One such movement occurred around 1994 with the Zapatista uprising. Mexican Indians known as Zapatistas took out a march from Chiapas, to Mexico City. This was done in order to express indignation against the global mining companies who were affecting the land of indigenous communities and to protect values and culture from the advent of globalisation. The situation was aggravated with the enactment of North American Free Trade Agreement (NAFTA). Not only was their resource rich land under threat, but the Chiapas also feared that international competition will obliterate their local business. The uprising caused significant economic loss to Mexico and the government had to struggle to win back foreign investor’s confidence. Consequently, constitutional reforms were made by the government of Mexico to protect the rights of the indigenous community. For the first time, the protest outlined the threat to local life, culture and values posed by liberalisation.

It was followed by a three week strike by public transportation workers in France (in the year 1995). The Maastricht Treaty marked the beginning of the European Union. The integration of the European market necessitated the nations to privatise services, maintain high interest rates, among other things. This lead to France privatising numerous industries which was when coupled with free trade policies threatened job security of the working class. The general fear was that conversion of industries from public to private would make the industries less accountable and would cause severe unemployment. This, they believed would also wipe out subsidies.

Another important incident was the 1999 Seattle Protest. In 1999, WTO meetings were convened in Seattle, Washington wherein discussions pertaining to integration of the world market through trade barrier reductions and other liberalisation policies were taken place. Simultaneously, protests, marches and occasional rioting started transpiring against the organisation, the idea of capitalism and the rapid spread of globalisation. A group of protestors who were part of the Seattle Protest, and were called the ‘Turtles and Teamsters’ demanded human rights and environmental concerns to be addressed by the global free trade countries. These protests were not at all peaceful as cars were set on fire and buildings were stoned.

The Seattle protest was immediately followed by various other protests, largely occurring in the West.

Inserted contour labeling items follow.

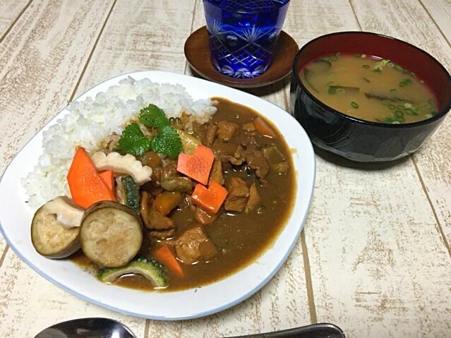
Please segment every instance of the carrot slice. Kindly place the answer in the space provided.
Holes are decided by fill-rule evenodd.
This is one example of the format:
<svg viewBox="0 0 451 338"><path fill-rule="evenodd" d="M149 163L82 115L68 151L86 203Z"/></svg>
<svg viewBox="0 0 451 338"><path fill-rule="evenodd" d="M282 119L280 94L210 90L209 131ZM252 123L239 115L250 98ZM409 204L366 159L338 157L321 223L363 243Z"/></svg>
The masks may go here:
<svg viewBox="0 0 451 338"><path fill-rule="evenodd" d="M204 210L217 213L227 197L227 189L214 181L210 183L208 189L202 184L198 184L193 191L193 203Z"/></svg>
<svg viewBox="0 0 451 338"><path fill-rule="evenodd" d="M112 170L104 170L99 173L99 176L102 180L105 182L109 190L114 190L114 175Z"/></svg>
<svg viewBox="0 0 451 338"><path fill-rule="evenodd" d="M255 126L255 129L266 136L270 138L275 138L277 136L274 130L261 116L255 117L253 119L253 125Z"/></svg>
<svg viewBox="0 0 451 338"><path fill-rule="evenodd" d="M185 272L176 260L174 253L167 244L160 248L155 251L155 259L166 267L171 270L174 274L181 277L185 277Z"/></svg>
<svg viewBox="0 0 451 338"><path fill-rule="evenodd" d="M114 193L100 178L91 158L81 147L73 157L67 181L73 203L85 209L101 200L117 201Z"/></svg>
<svg viewBox="0 0 451 338"><path fill-rule="evenodd" d="M213 151L208 147L199 145L192 155L185 152L180 153L177 171L206 185L208 183L208 177L214 160Z"/></svg>

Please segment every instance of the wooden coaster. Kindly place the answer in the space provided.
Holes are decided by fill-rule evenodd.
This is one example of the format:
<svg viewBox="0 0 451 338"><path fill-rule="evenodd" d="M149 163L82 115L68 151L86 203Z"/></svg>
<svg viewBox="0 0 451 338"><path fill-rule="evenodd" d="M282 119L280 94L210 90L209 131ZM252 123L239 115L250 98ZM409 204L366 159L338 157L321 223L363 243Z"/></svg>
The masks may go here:
<svg viewBox="0 0 451 338"><path fill-rule="evenodd" d="M205 26L191 34L185 42L186 59L199 75L210 81L237 88L263 87L282 80L291 72L294 56L299 51L296 41L282 30L270 68L255 78L234 78L222 74L213 67L210 59L208 33Z"/></svg>

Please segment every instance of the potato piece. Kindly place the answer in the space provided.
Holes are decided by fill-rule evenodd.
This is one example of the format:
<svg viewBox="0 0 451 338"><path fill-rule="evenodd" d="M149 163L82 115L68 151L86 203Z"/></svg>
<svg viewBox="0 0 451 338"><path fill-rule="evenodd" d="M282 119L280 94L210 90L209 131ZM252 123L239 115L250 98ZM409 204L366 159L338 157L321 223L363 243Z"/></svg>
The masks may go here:
<svg viewBox="0 0 451 338"><path fill-rule="evenodd" d="M180 193L165 191L155 198L155 209L163 216L166 216L181 202Z"/></svg>
<svg viewBox="0 0 451 338"><path fill-rule="evenodd" d="M31 223L31 241L40 254L49 258L64 258L80 248L80 227L68 228L56 220L56 215L44 206L35 214Z"/></svg>
<svg viewBox="0 0 451 338"><path fill-rule="evenodd" d="M121 203L99 202L85 212L80 242L92 262L107 267L124 266L136 255L143 243L141 219Z"/></svg>

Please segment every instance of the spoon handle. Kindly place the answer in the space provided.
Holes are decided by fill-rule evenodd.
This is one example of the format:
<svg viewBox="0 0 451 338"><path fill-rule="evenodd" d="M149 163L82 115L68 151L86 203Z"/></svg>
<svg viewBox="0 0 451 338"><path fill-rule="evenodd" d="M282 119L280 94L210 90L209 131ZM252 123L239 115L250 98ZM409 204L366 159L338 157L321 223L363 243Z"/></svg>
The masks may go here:
<svg viewBox="0 0 451 338"><path fill-rule="evenodd" d="M321 323L275 332L260 333L231 338L345 338L345 336L344 332L337 325Z"/></svg>

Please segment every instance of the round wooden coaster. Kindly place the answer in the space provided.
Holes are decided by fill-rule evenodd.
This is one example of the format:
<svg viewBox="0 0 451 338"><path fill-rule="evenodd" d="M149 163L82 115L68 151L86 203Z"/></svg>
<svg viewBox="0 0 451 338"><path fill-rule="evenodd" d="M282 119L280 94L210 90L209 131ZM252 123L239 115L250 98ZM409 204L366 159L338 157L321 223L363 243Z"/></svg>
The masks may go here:
<svg viewBox="0 0 451 338"><path fill-rule="evenodd" d="M237 88L263 87L282 80L291 72L293 61L299 47L283 30L280 32L272 63L260 76L234 78L222 74L213 67L210 59L208 34L205 26L193 32L185 42L185 56L190 66L199 75L210 81Z"/></svg>

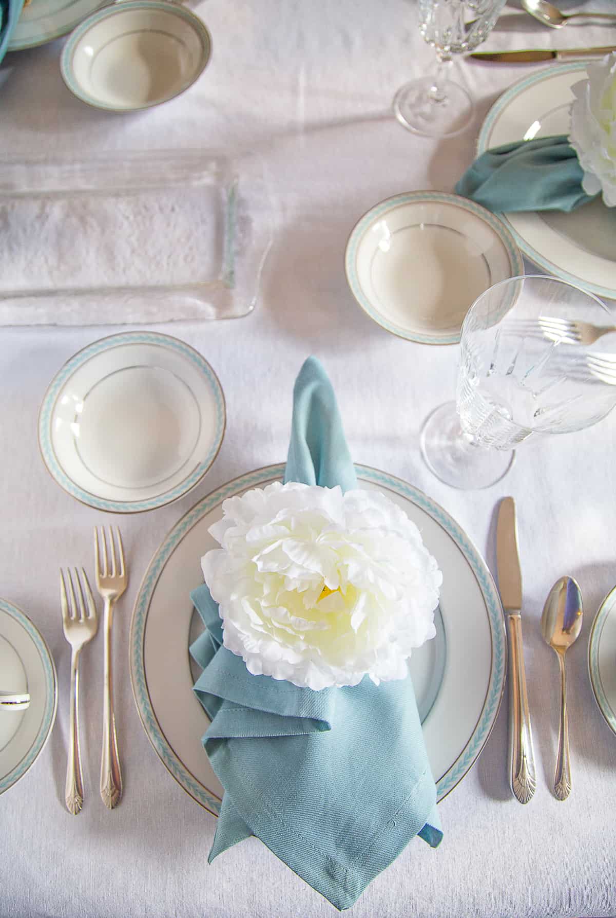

In 2000, protests were carried out during meetings of the International Monetary Fund and World Bank. Quebec, Prague, Genoa, etc. were other countries who were the witnesses to anti-globalisation protests in the 1990s. In India, the protests began soon after India’s LPG policy came into force and transnational food companies entered into the Indian market. In 1995, Karnataka Rajya Raita Sangha (KRRS) raised protests against Kentucky Fried Chicken which had opened 30 food outlets in the state. The farmers believed that the style of farming required to feed the industry’s large need would degrade the land and cause health issues. The popular opinion was that globalisation and free trade has disrupted the system of rights like right to food, right to culture and right to safety. These revolts carried on till 2000s and are still going on in various shades.

Polls conducted by the World Economic Forum show a significant decline in the 1990s anti-globalisation, and show that the North countries have become more inclined towards the positive aspects of globalisation. However, in the poorer countries of the South, there is still a kind of reluctance to globalisation. It is indeed true that the anti-globalisation movement of the 1990s lost much of its dynamism and there was a common consensus in favour of globalisation. However, one also finds reports which strongly suggest the negative impacts of globalisation as foreseen by the anti-globalists.

The ‘race to the bottom’ theory is where countries sacrifice their standards of environment protection, worker safety, etc., in order to stay competitive or to invite more foreign investments. Certain African nations are relaxing their standards to increase investment. Hence, in the race to acquire the benefits of globalisation, governments are forgoing important standards.

Globalisation is also slowing down with as many nations are taking protectionist measures. For instance, the very country that was the champion of free trade and liberalisation is now thinking of ways to protect its industry from Chinese products. The anti-globalisation revolts might have withered out, but the ideology and the claims its proponents raised, continue to be discussed and debated.